Michael Thorne, Financial Policy Analyst at the Brookings Institution: "This nomination isn't just about a change in personnel; it's about a fundamental reorientation of the Fed's regulatory mission. Warsh's academic and practical background suggests he will pursue a systematic, not piecemeal, review of the post-Dodd-Frank framework."

David Chen, Portfolio Manager at Granite Peak Capital: "The market is reading this as a clear positive for large financial institutions. Warsh understands the mechanics of both crises and regulation from the inside. His likely focus on balance sheet normalization could, however, introduce new volatility in funding markets."

Senator Elizabeth Rourke (D-MA), member of the Senate Banking Committee: "This is a disastrous choice.
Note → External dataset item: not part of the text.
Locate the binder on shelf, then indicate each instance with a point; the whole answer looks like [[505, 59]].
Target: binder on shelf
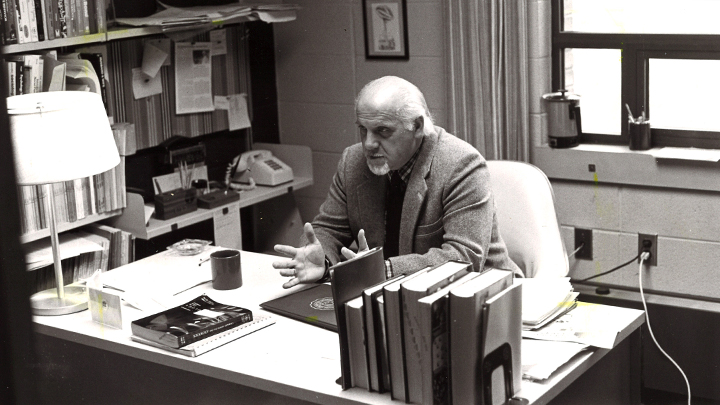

Nominating a figure who openly calls for politicizing bank supervision is an invitation for the same lax oversight that crashed the economy in 2008. It's a blatant gift to Wall Street executives at the expense of financial stability and Main Street accountability."

Priya Sharma, Chief Economist at Midwest Community Banks Association: "There's cautious optimism among smaller institutions. Warsh has criticized one-size-fits-all rules that disproportionately burden community banks. The hope is that his agenda includes meaningful tiered regulation, not just deregulation for the largest players."